De Total Recall à Inception, la manipulation de la mémoire et des souvenirs qu'elle abrite a largement inspiré les auteurs de science-fiction. Avec la publication récente dans la revue Science des derniers travaux de l'équipe du Pr Susumu Tonegawa, cette utopie pourrait gagner en crédibilité. Les chercheurs ont en effet réussi à implanter de faux souvenirs dans la mémoire de souris. Une prouesse technique qui permettra avant tout d'avancer dans la compréhension des processus mnésiques et de leurs défaillances.
Pour réussir à manipuler les souvenirs de souris de laboratoire, les chercheurs du Massachussets Institute of Technology (MIT) ont eu recours à l'optogénétique, une technique mise au point il y a une dizaine d'années et qui a révolutionné le monde des neurosciences. Elle permet d'activer spécifiquement certains neurones en les exposant à une source lumineuse. Pour être réceptifs à la lumière, les cellules nerveuses doivent avoir été au préalable génétiquement modifiées pour exprimer une protéine, la channelrhodopsin.
Les souris dont les neurones avaient été modifiés ont été placées dans une cage qu'elles ne connaissaient pas (A). Pour mémoriser ce nouvel environnement, des populations spécifiques de neurones se sont activées. Ces cellules nerveuses ont alors exprimé la channelrhodopsin, et sont ainsi devenues sensibles à la lumière. Le lendemain ces mêmes souris ont été placées dans une nouvelle cage (B): alors que les souvenirs de la veille étaient réactivés artificiellement en exposant les neurones à un faisceau lumineux, les souris ont reçu un petit choc électrique.
Les chercheurs ont ensuite observé la réaction émotionnelle des souris lors de leur retour dans la cage initiale (A). Alors que cet environnement n'était lié à aucun événement désagréable, les souris ont adopté un comportement de crainte et de méfiance. En réactivant les neurones impliqués dans la mémorisation de la cage A alors que les souris recevaient un choc électrique dans la cage B, les scientifiques sont parvenus à associer artificiellement deux événements indépendants pour en faire un faux souvenir.

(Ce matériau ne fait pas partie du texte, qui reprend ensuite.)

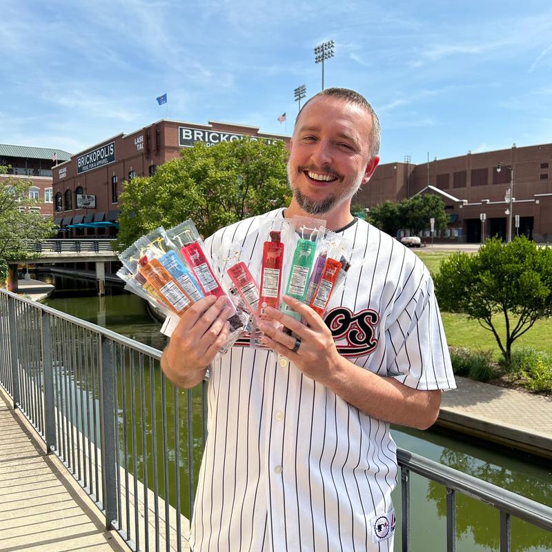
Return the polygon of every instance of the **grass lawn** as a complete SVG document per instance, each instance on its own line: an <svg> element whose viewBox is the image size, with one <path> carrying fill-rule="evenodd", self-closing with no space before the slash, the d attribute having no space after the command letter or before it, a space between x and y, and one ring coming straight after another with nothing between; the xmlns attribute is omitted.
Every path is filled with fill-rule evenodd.
<svg viewBox="0 0 552 552"><path fill-rule="evenodd" d="M439 272L439 265L443 259L451 255L450 251L419 251L415 252L424 262L432 275ZM493 351L495 360L501 357L502 353L495 336L489 330L484 330L477 320L471 320L465 315L452 313L441 313L444 326L446 340L448 344L455 347L467 347L472 351ZM497 331L504 335L503 320L497 318ZM552 318L538 320L526 333L516 339L513 348L531 346L538 351L552 354Z"/></svg>

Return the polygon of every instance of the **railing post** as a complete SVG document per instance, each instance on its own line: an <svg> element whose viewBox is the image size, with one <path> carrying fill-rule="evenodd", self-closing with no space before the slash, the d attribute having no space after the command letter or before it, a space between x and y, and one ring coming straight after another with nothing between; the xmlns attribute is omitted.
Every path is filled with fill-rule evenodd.
<svg viewBox="0 0 552 552"><path fill-rule="evenodd" d="M115 456L115 402L113 396L115 366L112 342L101 336L101 362L99 385L100 435L101 438L101 479L106 527L110 529L117 520L117 460Z"/></svg>
<svg viewBox="0 0 552 552"><path fill-rule="evenodd" d="M401 466L402 502L402 552L410 552L410 472Z"/></svg>
<svg viewBox="0 0 552 552"><path fill-rule="evenodd" d="M446 552L456 552L456 491L446 488Z"/></svg>
<svg viewBox="0 0 552 552"><path fill-rule="evenodd" d="M12 393L14 409L21 404L19 397L19 359L17 357L17 328L15 325L15 299L8 297L8 319L10 324L10 353L12 364Z"/></svg>
<svg viewBox="0 0 552 552"><path fill-rule="evenodd" d="M46 451L56 449L56 409L54 400L54 366L52 363L52 338L50 314L42 311L42 373L44 377L44 417L46 422Z"/></svg>

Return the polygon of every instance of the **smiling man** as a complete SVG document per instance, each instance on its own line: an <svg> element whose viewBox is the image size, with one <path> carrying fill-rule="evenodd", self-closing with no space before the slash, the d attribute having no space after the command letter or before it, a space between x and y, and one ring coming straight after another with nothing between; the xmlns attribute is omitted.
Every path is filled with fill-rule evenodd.
<svg viewBox="0 0 552 552"><path fill-rule="evenodd" d="M239 241L255 271L259 223L310 215L350 239L354 253L324 319L291 298L284 300L306 324L268 309L282 326L262 326L267 350L244 342L213 362L228 336L224 298L201 299L172 334L161 358L172 382L196 385L210 365L191 523L196 552L393 550L397 469L389 424L429 426L441 390L455 384L427 269L351 214L351 198L377 166L379 144L377 117L362 95L317 94L295 122L289 206L206 241L223 254Z"/></svg>

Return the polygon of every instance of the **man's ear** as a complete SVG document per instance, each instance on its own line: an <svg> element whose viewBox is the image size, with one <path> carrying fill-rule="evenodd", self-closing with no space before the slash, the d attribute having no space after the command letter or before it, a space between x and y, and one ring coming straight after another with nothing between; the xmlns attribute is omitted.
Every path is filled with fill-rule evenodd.
<svg viewBox="0 0 552 552"><path fill-rule="evenodd" d="M372 159L368 162L366 168L364 169L364 176L362 177L363 184L366 184L366 182L368 182L368 181L372 177L372 175L374 174L374 171L375 170L375 168L377 166L378 163L379 163L379 157L376 156L372 157Z"/></svg>

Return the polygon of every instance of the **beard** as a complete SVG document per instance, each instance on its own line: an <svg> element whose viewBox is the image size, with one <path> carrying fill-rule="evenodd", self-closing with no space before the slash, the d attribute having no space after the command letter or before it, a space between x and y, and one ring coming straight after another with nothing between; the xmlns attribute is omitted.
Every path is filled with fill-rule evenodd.
<svg viewBox="0 0 552 552"><path fill-rule="evenodd" d="M359 190L364 177L364 173L362 172L348 183L344 181L337 193L331 193L323 199L315 199L305 195L295 181L297 174L306 170L308 170L306 167L299 167L296 172L292 172L288 164L288 184L299 206L309 215L324 215L344 201L350 200Z"/></svg>

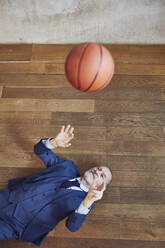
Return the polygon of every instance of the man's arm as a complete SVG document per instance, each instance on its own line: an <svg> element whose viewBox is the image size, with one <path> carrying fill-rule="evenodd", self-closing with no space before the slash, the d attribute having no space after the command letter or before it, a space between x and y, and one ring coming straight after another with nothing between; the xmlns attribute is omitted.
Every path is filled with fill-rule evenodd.
<svg viewBox="0 0 165 248"><path fill-rule="evenodd" d="M34 153L44 162L47 167L54 166L64 160L51 151L57 147L69 147L71 139L73 139L74 128L68 125L62 126L61 131L55 138L41 139L40 142L34 145Z"/></svg>

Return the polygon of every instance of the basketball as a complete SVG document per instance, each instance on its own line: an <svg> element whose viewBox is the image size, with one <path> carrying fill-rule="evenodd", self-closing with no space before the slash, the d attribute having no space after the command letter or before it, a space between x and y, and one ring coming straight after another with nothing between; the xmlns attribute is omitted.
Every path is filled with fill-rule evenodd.
<svg viewBox="0 0 165 248"><path fill-rule="evenodd" d="M111 81L114 60L101 44L82 43L75 46L65 61L65 75L69 82L84 92L100 91Z"/></svg>

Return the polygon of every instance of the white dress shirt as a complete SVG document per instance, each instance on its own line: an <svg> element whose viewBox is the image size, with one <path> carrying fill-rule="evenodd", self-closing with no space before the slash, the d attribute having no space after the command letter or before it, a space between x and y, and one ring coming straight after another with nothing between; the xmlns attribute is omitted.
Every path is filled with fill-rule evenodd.
<svg viewBox="0 0 165 248"><path fill-rule="evenodd" d="M54 146L50 143L50 139L51 139L51 138L49 138L49 139L47 139L47 140L42 140L42 142L43 142L43 144L46 146L46 148L48 148L48 149L53 149ZM88 188L87 188L85 185L83 185L83 184L81 183L81 177L73 178L73 179L71 179L71 180L69 180L69 181L75 181L76 179L77 179L78 182L80 183L80 187L72 186L72 187L70 187L70 188L68 188L68 189L80 190L80 191L88 192ZM83 205L83 201L81 202L80 206L75 210L76 213L85 214L85 215L88 214L89 211L90 211L90 209L87 208L87 207L85 207L85 206Z"/></svg>

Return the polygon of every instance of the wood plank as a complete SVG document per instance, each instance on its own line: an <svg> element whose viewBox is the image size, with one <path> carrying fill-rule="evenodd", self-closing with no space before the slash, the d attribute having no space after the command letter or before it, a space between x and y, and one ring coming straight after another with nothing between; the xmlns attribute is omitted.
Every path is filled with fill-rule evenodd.
<svg viewBox="0 0 165 248"><path fill-rule="evenodd" d="M2 91L3 91L3 87L0 86L0 97L2 97Z"/></svg>
<svg viewBox="0 0 165 248"><path fill-rule="evenodd" d="M108 113L164 113L165 101L107 101L98 100L95 102L95 112Z"/></svg>
<svg viewBox="0 0 165 248"><path fill-rule="evenodd" d="M45 167L43 166L43 169ZM38 168L0 168L0 189L7 188L7 183L9 179L16 178L16 177L24 177L24 176L30 176L33 173L36 173L39 171Z"/></svg>
<svg viewBox="0 0 165 248"><path fill-rule="evenodd" d="M105 196L108 202L108 196ZM117 201L116 201L117 202ZM123 204L165 204L164 188L120 188L120 203Z"/></svg>
<svg viewBox="0 0 165 248"><path fill-rule="evenodd" d="M112 141L105 144L109 155L164 157L164 141ZM105 150L105 149L104 149Z"/></svg>
<svg viewBox="0 0 165 248"><path fill-rule="evenodd" d="M71 87L64 75L0 74L0 85L23 88Z"/></svg>
<svg viewBox="0 0 165 248"><path fill-rule="evenodd" d="M94 100L1 98L0 111L93 112Z"/></svg>
<svg viewBox="0 0 165 248"><path fill-rule="evenodd" d="M42 169L43 162L34 152L0 152L0 167L15 168L39 168Z"/></svg>
<svg viewBox="0 0 165 248"><path fill-rule="evenodd" d="M64 74L64 64L0 63L0 73Z"/></svg>
<svg viewBox="0 0 165 248"><path fill-rule="evenodd" d="M47 237L42 244L45 248L77 248L95 247L95 248L164 248L164 241L141 241L141 240L123 240L123 239L98 239L98 238L53 238ZM31 248L34 244L24 241L6 240L0 241L1 248Z"/></svg>
<svg viewBox="0 0 165 248"><path fill-rule="evenodd" d="M60 88L60 87L69 87L65 75L51 75L51 74L0 74L0 85L10 86L10 87L20 87L20 88L35 88L35 87L44 87L44 88ZM123 90L132 89L135 90L147 89L149 94L150 91L154 88L164 90L165 87L165 76L141 76L141 75L114 75L109 87L106 89L109 90ZM79 91L76 91L79 92ZM142 92L141 92L142 93ZM102 90L97 93L92 94L83 94L85 95L99 95L100 97L104 95L107 97L107 94L110 94L110 91Z"/></svg>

Comme le rappellent les auteurs de l'étude, «la mémoire est dynamique et constructive par nature». Nos souvenirs ne sont donc pas de simples photographies qui seraient «gravées» dans notre mémoire comme sur un disque dur. Se remémorer un souvenir nécessite une reconstruction, susceptible d'induire des modifications. «L'être humain est un animal très imaginatif, relève Susumu Tonegawa, Prix Nobel en 1987. Et comme chez nos souris, il est tout à fait possible que des événements émotionnellement forts puissent être associés à une expérience passée et conduire à un faux souvenir.» À ceux qui opposeraient que le cerveau d'une souris reste assez éloigné de celui d'un humain, Pierre-Marie Lledo, chercheur en neurosciences au CNRS et à l'Institut Pasteur, rappelle que «les processus mnésiques ont été intimement conservés entre les espèces au cours de l'évolution, du ver à l'humain.»
Mais est-il possible de discriminer les vrais souvenirs des illusions créées de toutes pièces? «C'est un autre résultat important de cette publication, souligne Pierre-Marie Lledo. Les données montrent que la mémoire fictive est tout aussi efficace que la vraie mémoire pour déclencher des réponses affectives. Et dans les deux cas, ce sont les mêmes circuits neuronaux qui sont impliqués. La frontière entre le réel et l'imaginaire s'efface.»
Des résultats qui n'ont pas manqué de raviver le débat sur l'utilisation des neurosciences cognitives dans le domaine légal. L'étude a été particulièrement commentée aux États-Unis, où en février dernier, des chercheurs s'étaient interrogés dans la revue Nature Neurosciences sur le rôle que devaient jouer les neurosciences dans le déroulement des affaires judiciaires. Car qui dit faux souvenirs, dit aussi faux témoignages. Aux États-Unis, trois quarts des 250 personnes impliquées dans des affaires pénales et finalement innocentées par les premiers tests ADN avaient été accusées sur la base de témoignages oculaires. Comprendre comment le cerveau humain peut produire de faux souvenirs reste donc un enjeu scientifique majeur, aux retombées sociétales importantes.